The UK, the EU, podcasting and AI
2024-06-18 06:30:00 +07:00 by Mark Smith
It's the year of elections, with the EU having just had their big election event, the UK about to have theirs in July, France at around the same time, and there's also the US. Elections are happening everywhere it seems. I'm usually not that interested in elections, but for some reason this year I have been. I think that's because the dynamics are genuinely quite exciting at the minute, with big shifts in opinion, economic conditions and ongoing wars causing geo-political forces to be very strained.

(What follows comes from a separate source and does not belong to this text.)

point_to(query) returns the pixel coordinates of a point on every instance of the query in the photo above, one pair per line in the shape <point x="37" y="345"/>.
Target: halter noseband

It's also been the first real EU election that didn't include the UK. Ironically enough, I think that's also caused many in the UK to become more intetested in the politics happening across the waters and througout the continent. I've learnt really quite a lot about central and eastern europe just reading round ups of what's been going on in each country. It's rather fascinating, no less because the EU is so big these days.
But the other big thing that's changed in recent years is that podcasting has become very popular, almost mainstream. People are able to have access to a much broader set of media sources, much of it created by non government groups or independants. I've been listening to politcs discussions all throughout the Bitcoin scene on podcasts like What Bitcoin Did, Crypto Voices and Bankless, the Peter St Onge Podcast and of course great discussions and interviews on the All-in podcast. But also, more recently on podcasts like the Rest is Politics and the Rest is Money. It feels like a genuinely different environment than back when Brexit happened.
The other big change is clearly the AI and LLM revolution that's happenned over the past couple of years. If the rise of podcasting has significantly changed the environment, and in my opinion it has, then how different will things be after a few more years of exponential advances in AI tech?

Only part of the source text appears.